Toying Around With Inclusion: The New Barbies and Legos

girl of 8 years old playing with dolls
girl of 8 years old playing with dolls

Last week, my news feed blew up with "Yay! Progress!" posts, all centered on the release of new toys by Lego and Barbie. Barbie unveiled "curvy, petite and tall" versions of their traditional doll and new options in skin tones, facial features, and hairstyles. Lego announced its plans to release, for the first time, a minifigure using a wheelchair.

So, yes, this is good. Definitely good.

But is it progress?

I found myself thinking about the Barbie one a lot. I was a big -- seriously big -- Barbie fan growing up. I created whole worlds and storylines and characters with my Barbies. I actually think a lot of my love for theater and storytelling started with my Barbie collection. I was also a girl, and, if I'm honest, still a woman, who struggled with body image issues. While I credited Barbie with my creativity, did I also need to blame her for my weight and height insecurities? Some studies, and many advocates, would say yes.

But I don't think I buy it. I don't think I believe that if I played with Barbies who were a little taller and a little "curvier" I'd be more confident in myself. Changing toys will do little to change the world we live in.

Let's take Lego's new minifigure using a wheelchair. The internet cheered! And while they tweeted thumbs up emojis, millions of people who use wheelchairs struggled to access basic public transit and services, inaccessible city streets, and even famous landmarks. Some people with disabilities can now find a lego who represents them, but most can't find a job.
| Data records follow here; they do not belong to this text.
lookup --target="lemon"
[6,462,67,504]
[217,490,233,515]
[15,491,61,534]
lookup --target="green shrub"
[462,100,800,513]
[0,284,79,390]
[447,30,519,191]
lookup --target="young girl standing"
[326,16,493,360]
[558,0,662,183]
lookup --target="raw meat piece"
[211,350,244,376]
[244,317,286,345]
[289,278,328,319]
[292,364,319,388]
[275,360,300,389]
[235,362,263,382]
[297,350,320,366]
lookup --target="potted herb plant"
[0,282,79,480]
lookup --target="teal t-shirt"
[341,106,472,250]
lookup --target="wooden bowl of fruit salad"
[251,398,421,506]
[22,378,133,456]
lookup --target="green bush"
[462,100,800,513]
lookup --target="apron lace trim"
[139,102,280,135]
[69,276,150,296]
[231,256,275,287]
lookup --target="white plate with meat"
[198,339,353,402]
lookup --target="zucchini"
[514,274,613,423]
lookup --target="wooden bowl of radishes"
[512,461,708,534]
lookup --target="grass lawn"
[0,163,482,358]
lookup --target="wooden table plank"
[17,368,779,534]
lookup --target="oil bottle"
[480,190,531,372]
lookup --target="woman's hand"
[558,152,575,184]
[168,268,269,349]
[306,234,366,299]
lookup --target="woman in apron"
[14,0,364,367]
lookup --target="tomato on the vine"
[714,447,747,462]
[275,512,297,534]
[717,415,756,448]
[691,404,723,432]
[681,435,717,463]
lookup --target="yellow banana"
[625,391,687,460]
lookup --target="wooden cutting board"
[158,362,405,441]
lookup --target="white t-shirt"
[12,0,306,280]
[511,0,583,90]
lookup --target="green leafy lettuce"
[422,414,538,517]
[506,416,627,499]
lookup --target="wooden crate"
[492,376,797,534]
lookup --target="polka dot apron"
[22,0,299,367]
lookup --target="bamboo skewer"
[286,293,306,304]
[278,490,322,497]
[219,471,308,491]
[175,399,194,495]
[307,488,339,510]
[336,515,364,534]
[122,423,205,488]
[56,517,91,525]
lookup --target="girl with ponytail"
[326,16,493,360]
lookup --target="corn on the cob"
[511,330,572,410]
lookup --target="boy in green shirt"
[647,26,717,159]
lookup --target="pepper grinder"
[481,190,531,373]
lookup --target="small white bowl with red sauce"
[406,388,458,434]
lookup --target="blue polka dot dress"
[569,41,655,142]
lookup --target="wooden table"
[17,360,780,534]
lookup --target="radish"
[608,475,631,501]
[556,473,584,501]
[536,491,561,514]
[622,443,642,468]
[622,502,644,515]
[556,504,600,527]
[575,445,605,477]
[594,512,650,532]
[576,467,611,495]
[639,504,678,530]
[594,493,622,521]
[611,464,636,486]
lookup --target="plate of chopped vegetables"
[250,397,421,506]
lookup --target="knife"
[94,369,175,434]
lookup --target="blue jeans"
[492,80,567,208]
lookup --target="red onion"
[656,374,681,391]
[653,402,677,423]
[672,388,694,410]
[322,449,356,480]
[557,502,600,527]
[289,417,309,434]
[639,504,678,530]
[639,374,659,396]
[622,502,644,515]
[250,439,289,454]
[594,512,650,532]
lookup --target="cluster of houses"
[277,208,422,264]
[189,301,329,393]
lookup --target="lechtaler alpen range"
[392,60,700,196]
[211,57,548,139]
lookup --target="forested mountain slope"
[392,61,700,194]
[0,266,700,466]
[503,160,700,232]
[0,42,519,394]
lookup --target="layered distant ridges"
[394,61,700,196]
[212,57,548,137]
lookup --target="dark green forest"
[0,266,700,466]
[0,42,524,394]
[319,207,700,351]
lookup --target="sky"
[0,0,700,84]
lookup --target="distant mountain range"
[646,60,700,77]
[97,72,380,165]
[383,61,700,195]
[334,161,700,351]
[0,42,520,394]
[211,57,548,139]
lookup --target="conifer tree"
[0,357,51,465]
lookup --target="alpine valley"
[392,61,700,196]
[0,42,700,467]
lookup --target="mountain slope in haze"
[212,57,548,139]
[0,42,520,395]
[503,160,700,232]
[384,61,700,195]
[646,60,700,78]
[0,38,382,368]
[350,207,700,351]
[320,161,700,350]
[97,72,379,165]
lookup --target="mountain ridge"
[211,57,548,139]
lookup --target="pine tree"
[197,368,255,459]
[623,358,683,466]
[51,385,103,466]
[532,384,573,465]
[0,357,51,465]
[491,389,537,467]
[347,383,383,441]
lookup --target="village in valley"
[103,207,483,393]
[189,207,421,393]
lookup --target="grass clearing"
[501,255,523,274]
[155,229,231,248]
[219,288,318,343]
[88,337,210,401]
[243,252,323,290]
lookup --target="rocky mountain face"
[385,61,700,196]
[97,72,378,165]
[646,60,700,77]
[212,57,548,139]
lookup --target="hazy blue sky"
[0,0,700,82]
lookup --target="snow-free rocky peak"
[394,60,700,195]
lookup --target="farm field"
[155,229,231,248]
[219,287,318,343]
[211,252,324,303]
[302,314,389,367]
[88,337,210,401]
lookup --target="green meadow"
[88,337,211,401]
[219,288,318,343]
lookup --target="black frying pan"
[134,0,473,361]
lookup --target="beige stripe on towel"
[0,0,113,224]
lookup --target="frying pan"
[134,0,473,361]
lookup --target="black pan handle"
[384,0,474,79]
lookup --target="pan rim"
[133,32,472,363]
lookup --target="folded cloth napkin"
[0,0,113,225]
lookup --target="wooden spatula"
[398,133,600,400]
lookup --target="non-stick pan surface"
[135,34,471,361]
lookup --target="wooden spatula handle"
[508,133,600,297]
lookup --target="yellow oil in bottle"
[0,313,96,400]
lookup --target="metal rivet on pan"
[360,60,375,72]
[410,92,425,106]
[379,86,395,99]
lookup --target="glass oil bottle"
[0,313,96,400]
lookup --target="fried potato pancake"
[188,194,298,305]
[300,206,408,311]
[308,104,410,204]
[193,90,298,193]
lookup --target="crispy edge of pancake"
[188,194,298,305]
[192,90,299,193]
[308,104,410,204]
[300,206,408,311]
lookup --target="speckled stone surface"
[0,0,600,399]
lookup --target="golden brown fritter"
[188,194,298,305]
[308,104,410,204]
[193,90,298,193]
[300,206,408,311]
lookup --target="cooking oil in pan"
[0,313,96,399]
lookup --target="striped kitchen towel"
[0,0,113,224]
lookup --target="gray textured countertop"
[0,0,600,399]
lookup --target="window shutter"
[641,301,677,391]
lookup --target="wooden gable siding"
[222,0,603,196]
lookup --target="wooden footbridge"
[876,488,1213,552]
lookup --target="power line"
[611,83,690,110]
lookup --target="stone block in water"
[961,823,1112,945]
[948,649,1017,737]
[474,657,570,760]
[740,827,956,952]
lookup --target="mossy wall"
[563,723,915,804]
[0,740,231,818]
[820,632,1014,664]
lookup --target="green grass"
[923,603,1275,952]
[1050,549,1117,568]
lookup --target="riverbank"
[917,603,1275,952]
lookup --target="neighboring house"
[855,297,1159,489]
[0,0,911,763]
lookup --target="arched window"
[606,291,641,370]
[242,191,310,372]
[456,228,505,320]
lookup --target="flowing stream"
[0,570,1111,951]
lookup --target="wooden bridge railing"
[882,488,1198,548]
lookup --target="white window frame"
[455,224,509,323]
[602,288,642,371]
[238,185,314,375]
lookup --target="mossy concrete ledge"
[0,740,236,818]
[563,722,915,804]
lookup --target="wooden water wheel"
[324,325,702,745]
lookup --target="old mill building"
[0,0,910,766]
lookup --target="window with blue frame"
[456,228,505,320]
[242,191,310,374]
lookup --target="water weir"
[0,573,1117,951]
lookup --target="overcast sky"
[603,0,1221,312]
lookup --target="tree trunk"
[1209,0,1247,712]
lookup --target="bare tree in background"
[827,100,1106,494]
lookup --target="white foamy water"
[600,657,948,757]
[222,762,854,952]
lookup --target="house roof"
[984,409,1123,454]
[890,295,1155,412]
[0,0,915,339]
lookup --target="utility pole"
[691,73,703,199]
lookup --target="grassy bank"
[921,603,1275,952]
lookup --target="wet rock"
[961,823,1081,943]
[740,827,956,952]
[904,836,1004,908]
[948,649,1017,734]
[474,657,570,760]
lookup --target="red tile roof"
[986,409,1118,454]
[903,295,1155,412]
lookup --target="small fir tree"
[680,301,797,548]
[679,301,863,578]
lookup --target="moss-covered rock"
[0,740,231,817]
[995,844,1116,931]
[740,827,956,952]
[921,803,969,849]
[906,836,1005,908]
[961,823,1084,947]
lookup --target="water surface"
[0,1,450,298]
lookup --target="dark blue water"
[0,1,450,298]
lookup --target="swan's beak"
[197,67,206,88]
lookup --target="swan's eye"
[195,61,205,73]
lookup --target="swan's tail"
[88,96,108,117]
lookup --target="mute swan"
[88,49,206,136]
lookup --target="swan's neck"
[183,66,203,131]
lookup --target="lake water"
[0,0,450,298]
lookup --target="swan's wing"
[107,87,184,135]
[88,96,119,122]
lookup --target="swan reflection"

A new toy is a far cry from progress for inclusion and accessibility. The fact that Barbie has evolved her body type doesn't mean men won't creepily call me a "tall drink of water" in the grocery store, or pinch my waistline at a business dinner, or try to "go back-to-back" with me when I waitress by uninvitedly rubbing up behind me. None of those men are going to change their behavior because a new doll was released. Their behavior and the innumerable systems that hold women back have influenced my self-perception more than any Barbie doll with an anatomically impossible figure.

It's not that I don't think Barbie should represent the diversity of girls and their bodies. (Side note: Let's be clear that Mattel isn't doing this purely because it's the right thing to do. It also will help them sell toys and, if it doesn't, we'll slowly see these dolls fall out of production.) I agree kids should have options when it comes to their toys. We should think about the ways toys impact how kids think about themselves and what's possible for them in the world. My concern is that toys, and images, and perceptions are only part of the problem, and likely a really small part of it. If we focus so much of our energy -- and celebrations -- on symbolic shifts and evolving perceptions we might lose sight of actual actionable progress that still (really) needs to be made.

I've worked on issues of diversity and inclusion my whole life, but I didn't fully appreciate how much the rest of the population like to discuss diversity until I came to graduate school. I don't get frustrated with constant discussions of diversity or celebrations of symbolic wins for inclusion because I don't like or value them. I get frustrated because I'm genuinely concerned that over-discussion and over-celebration may do harm.

It may make people who are slightly skeptical on these issues tune it out as tedious background noise. It may let people rest on their laurels thinking we've actually achieved something. It may drown out individuals struggling with actual issues for fear of redundancy. It may make people focus more on perceptions and feelings rather than action and impact. It may make people value being heard more than they value being effective. It may let people pretend progress has occurred when really we just dressed up the status quo with blue hair and a thicker waistline.